Graph Out-of-Distribution Detection via Test-Time Calibration with Dual Dynamic Dictionaries
Yue Hou, Ruomei Liu, Yingke Su, Junran Wu, Ke Xu
TL;DR
BaCa tackles graph-level OOD detection without ground-truth OOD data by performing test-time calibration through boundary modeling with graphons and discriminative typologies.
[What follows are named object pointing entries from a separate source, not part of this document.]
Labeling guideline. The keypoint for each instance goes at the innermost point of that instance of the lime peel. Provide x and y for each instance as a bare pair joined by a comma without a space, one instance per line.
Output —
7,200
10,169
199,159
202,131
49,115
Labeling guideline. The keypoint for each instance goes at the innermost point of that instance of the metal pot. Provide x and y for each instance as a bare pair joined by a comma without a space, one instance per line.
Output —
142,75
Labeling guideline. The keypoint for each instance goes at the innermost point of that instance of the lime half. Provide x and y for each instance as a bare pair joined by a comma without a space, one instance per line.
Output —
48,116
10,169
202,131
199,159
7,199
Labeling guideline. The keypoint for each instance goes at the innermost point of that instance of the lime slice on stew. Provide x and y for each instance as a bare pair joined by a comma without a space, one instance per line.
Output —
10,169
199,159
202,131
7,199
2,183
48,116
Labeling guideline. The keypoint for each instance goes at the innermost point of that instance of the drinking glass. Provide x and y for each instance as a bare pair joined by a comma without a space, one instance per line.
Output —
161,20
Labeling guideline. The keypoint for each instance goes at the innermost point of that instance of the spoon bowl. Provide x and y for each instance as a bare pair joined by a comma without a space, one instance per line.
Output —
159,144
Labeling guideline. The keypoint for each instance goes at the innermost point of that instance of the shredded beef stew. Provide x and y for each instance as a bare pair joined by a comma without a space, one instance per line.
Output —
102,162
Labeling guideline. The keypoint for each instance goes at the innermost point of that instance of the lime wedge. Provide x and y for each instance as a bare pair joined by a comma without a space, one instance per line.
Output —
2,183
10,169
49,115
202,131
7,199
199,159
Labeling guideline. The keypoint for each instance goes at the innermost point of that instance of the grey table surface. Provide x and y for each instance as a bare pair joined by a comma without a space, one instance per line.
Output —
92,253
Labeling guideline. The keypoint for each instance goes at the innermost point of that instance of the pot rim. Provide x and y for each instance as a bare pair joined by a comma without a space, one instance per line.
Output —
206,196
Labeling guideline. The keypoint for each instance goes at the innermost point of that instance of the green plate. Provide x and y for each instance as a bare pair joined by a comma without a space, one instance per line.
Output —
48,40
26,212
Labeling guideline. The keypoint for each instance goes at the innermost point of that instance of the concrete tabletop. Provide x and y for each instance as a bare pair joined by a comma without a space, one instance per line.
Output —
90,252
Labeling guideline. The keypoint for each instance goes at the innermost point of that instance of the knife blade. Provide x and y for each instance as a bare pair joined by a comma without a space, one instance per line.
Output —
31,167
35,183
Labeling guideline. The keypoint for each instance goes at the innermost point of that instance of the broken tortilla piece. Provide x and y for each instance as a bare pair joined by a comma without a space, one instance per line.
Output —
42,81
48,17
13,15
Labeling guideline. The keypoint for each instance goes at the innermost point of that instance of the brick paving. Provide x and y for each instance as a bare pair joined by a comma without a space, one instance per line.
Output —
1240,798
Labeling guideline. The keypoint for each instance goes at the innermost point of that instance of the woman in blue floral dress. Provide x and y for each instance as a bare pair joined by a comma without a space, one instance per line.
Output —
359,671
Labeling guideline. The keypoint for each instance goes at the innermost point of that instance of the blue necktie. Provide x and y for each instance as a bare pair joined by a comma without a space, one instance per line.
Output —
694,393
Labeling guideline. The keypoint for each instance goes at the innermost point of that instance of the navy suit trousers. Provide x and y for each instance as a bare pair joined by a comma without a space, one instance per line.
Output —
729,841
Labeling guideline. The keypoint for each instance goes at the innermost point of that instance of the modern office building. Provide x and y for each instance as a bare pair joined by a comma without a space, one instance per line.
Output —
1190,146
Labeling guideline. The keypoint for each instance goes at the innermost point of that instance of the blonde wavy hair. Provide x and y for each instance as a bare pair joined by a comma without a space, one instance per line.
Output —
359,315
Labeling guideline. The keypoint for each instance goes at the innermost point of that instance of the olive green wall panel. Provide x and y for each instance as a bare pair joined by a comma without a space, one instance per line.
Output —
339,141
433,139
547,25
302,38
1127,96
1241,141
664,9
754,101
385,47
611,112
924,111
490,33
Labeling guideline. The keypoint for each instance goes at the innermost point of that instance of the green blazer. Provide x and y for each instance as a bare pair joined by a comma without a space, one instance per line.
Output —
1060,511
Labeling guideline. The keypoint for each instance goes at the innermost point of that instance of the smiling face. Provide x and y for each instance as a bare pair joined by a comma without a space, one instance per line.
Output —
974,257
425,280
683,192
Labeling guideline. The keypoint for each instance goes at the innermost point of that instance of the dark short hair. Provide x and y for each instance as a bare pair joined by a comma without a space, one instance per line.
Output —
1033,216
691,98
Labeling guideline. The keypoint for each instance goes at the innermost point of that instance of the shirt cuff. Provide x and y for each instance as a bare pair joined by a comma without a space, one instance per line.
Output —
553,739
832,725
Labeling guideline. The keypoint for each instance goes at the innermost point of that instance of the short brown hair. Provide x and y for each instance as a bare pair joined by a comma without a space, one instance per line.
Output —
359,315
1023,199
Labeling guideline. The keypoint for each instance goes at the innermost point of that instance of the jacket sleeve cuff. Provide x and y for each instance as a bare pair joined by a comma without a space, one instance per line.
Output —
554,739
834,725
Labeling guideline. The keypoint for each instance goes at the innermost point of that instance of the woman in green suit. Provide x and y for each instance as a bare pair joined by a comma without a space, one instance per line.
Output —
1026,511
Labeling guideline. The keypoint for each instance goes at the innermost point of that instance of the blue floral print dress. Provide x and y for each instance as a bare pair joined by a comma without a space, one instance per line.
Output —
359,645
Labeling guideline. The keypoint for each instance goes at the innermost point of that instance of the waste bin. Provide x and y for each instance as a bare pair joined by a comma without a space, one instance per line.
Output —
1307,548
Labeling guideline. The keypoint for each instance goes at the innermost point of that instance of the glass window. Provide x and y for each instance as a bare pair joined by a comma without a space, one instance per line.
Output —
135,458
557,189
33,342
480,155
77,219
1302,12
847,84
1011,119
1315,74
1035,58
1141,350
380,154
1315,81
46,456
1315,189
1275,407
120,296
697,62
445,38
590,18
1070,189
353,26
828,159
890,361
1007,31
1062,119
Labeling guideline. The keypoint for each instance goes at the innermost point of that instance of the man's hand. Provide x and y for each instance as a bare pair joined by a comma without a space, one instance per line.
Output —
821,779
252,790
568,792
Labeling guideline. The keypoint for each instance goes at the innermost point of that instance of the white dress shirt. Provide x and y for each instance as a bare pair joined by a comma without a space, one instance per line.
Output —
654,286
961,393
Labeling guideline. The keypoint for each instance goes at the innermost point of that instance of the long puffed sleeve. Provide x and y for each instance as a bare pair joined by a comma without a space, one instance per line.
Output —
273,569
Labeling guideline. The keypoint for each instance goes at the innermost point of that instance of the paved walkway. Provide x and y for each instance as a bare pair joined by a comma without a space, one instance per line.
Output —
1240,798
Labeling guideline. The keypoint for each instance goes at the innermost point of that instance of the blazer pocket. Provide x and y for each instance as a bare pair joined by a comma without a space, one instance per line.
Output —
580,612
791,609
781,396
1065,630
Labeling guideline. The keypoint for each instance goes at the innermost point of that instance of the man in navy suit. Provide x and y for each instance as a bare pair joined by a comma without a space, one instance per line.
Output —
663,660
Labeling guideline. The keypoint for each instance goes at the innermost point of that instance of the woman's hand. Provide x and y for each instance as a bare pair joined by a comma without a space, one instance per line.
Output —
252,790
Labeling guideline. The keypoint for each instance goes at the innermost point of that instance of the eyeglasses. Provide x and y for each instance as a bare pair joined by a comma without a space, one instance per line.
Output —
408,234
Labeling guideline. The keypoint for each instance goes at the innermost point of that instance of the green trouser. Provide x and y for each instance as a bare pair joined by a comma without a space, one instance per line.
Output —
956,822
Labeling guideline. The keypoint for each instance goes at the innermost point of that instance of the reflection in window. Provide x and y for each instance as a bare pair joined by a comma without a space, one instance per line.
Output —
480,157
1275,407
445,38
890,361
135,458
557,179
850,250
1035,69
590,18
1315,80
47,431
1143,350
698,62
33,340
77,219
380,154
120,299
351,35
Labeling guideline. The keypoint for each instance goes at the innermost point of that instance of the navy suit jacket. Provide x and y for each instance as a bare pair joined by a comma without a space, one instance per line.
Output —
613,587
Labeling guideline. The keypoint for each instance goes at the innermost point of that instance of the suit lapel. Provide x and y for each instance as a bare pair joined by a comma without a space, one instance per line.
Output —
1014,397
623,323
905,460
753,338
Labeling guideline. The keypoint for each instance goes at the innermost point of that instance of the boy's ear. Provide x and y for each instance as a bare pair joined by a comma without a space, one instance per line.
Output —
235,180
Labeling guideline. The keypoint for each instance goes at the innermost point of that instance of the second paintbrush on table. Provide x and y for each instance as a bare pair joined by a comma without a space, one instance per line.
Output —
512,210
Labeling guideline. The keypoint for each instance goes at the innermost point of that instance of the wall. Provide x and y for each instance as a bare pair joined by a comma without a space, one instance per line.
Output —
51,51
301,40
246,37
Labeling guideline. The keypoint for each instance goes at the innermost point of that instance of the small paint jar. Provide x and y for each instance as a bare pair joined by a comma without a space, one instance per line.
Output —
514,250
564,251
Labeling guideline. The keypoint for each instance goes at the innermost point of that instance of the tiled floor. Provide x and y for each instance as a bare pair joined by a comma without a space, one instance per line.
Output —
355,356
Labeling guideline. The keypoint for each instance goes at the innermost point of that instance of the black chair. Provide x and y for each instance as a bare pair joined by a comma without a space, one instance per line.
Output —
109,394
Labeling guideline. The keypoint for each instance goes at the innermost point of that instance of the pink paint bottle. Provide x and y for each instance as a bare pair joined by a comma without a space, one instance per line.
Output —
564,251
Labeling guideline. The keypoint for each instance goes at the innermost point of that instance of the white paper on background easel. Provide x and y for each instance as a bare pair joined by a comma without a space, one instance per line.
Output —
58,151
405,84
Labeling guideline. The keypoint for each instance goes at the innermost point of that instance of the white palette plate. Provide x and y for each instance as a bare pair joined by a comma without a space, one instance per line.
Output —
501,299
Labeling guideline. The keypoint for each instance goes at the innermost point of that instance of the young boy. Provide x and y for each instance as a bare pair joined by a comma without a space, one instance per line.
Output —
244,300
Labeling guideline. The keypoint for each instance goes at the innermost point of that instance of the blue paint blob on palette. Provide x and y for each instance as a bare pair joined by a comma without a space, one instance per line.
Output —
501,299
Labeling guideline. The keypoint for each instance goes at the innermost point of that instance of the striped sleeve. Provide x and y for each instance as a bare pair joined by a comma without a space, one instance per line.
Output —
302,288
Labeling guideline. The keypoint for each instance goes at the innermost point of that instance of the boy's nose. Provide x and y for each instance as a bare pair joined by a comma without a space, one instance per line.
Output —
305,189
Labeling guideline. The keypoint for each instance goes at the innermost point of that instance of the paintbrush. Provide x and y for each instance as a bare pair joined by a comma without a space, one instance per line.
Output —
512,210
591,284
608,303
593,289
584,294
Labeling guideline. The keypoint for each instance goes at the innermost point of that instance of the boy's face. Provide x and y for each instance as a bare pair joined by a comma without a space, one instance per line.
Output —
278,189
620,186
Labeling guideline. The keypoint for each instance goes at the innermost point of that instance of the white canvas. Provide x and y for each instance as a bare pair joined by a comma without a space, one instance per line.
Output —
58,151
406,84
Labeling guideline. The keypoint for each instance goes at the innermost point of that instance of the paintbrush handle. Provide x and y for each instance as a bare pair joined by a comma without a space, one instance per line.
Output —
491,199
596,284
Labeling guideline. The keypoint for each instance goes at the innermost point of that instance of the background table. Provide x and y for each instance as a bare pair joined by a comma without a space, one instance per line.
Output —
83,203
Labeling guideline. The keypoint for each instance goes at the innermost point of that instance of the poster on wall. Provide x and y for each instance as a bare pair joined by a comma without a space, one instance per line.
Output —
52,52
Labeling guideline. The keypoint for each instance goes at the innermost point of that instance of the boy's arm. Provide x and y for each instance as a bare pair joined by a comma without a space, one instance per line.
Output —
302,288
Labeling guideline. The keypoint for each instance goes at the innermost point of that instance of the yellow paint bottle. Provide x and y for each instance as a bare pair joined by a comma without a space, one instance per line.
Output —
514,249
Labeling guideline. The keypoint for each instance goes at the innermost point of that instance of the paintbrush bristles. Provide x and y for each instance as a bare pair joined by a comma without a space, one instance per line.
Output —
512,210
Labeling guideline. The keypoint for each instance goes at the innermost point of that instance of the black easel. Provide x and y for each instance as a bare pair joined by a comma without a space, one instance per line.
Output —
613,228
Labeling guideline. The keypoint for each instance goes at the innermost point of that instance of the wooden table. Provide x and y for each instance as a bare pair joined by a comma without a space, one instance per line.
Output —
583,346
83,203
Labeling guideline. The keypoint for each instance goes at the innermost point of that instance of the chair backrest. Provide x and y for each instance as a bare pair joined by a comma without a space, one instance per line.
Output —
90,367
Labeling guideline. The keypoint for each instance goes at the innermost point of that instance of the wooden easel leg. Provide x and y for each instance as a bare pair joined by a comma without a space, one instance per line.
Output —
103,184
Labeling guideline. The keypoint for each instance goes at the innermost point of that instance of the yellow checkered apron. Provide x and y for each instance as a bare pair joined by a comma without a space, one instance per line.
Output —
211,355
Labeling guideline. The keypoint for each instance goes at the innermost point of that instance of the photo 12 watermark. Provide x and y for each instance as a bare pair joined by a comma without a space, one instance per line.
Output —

It partitions test samples by initial predictions, estimates graphons per subgroup, and uses graphon mixup to synthesize boundary samples stored in dual dynamic dictionaries, which feed an attention-based calibration to produce a final score $S_{\text{BaCa}}=S_{\text{Pre}}+\beta\,S_{\text{Attn}}$. An adaptive attention mechanism over a small top-$\mathbb{K}$ dictionary entries combines ID and OOD cues to sharpen the ID/OOD boundary, while a dual BCE objective trains the attention heads without updating the pretrained encoder. Empirically, BaCa outperforms state-of-the-art baselines on 10 dataset pairs, with notable gains over GOODAT and robust performance across varied graph domains, demonstrating practical utility for reliable graph OOD detection in real-world open-world scenarios.
Abstract
A key challenge in graph out-of-distribution (OOD) detection lies in the absence of ground-truth OOD samples during training. Existing methods are typically optimized to capture features within the in-distribution (ID) data and calculate OOD scores, which often limits pre-trained models from representing distributional boundaries, leading to unreliable OOD detection. Moreover, the latent structure of graph data is often governed by multiple underlying factors, which remains less explored. To address these challenges, we propose a novel test-time graph OOD detection method, termed BaCa, that calibrates OOD scores using dual dynamically updated dictionaries without requiring fine-tuning the pre-trained model. Specifically, BaCa estimates graphons and applies a mix-up strategy solely with test samples to generate diverse boundary-aware discriminative topologies, eliminating the need for exposing auxiliary datasets as outliers. We construct dual dynamic dictionaries via priority queues and attention mechanisms to adaptively capture latent ID and OOD representations, which are then utilized for boundary-aware OOD score calibration. To the best of our knowledge, extensive experiments on real-world datasets show that BaCa significantly outperforms existing state-of-the-art methods in OOD detection.